Horizons group manager natural resources and partnerships Dr Jon Roygard says Horizons can now offer funding for one-off jobs on farms that do not have a SLUI whole farm plan, and have further funding available for properties with existing SLUI and Whanganui Catchment Strategy whole farm plans.
“These new funding avenues will make it a lot easier for landowners to be part of the SLUI programme,” he says.
“SLUI builds farm resilience to storms and helps improve water quality by keeping sediment out of streams and rivers. The programme has been very successful over the 12 years it has been underway, establishing over 740 whole farm plans across an area of 552,000 hectares and completing 36,000 hectares of erosion control work.”
Dr Roygard says Horizons has secured $6.4 million for the next four years from the Ministry for Primary Industries’ hill country erosion fund and is working to further increase the amount of work on the ground.
“To assist in this, Council has changed the criteria to enable landowners without a whole farm plan to be eligible for support for erosion control work on priority land. The programme is seeking to deliver 90,000 hectares of new whole farm plans and 13,665 hectares of erosion control work over the next four years so now is the time to take advantage of what SLUI has to offer.
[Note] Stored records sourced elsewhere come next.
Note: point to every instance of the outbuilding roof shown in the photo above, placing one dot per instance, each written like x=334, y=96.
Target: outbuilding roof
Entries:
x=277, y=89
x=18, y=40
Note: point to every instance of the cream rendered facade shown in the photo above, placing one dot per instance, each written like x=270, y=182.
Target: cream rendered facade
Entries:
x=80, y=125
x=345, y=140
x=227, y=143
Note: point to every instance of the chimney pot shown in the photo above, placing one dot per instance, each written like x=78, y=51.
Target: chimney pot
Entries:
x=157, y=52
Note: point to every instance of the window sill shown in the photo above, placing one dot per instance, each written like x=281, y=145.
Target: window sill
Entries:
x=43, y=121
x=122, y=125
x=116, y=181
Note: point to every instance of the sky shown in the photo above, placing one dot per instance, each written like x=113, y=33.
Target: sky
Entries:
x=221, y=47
“We’re here to help with both funding and advice. I encourage any landowners who are considering being involved, including those with existing whole farm plans, to contact Horizons’ land team via firstname.lastname@example.org or freephone 0508 800 800 to discuss it further.”
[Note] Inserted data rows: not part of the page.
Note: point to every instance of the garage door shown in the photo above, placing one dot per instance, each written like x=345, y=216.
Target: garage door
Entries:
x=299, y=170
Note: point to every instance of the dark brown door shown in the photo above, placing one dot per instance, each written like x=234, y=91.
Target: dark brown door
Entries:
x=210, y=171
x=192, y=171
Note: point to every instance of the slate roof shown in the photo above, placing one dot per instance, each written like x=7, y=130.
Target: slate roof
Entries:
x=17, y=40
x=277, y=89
To find out more information about SLUI and the funding criteria please see www.horizons.govt.nz.
Horizons’ 2019 State of Environment report notes that the region has around 260,000 hectares of highly erodible land in pasture and a further 200,000 hectares protected from erosion by vegetated cover. SLUI, New Zealand’s largest hill country erosion programme, is the main mechanism for tackling accelerated erosion in our hill country and represents a $79 million investment in the region by central government, ratepayers and landowners.
Since SLUI began, over 16 million trees have been planted and Horizons has established relationships with more than 740 landowners to develop whole farm plans across 552,000 hectares, representing over half the highly erodible land in the region. To date over 36,0000 hectares of erosion control works have been completed.
SLUI has been recognised in a Landcare Research report which assessed the impact of the programme on sediment levels in the region’s rivers in 2013. The closest scenario to how SLUI currently operates predicted that the annual sediment load in rivers will reduce by 27 per cent by 2043. Further modelling has shown that this may reduce to 5 per cent under some climate change scenarios.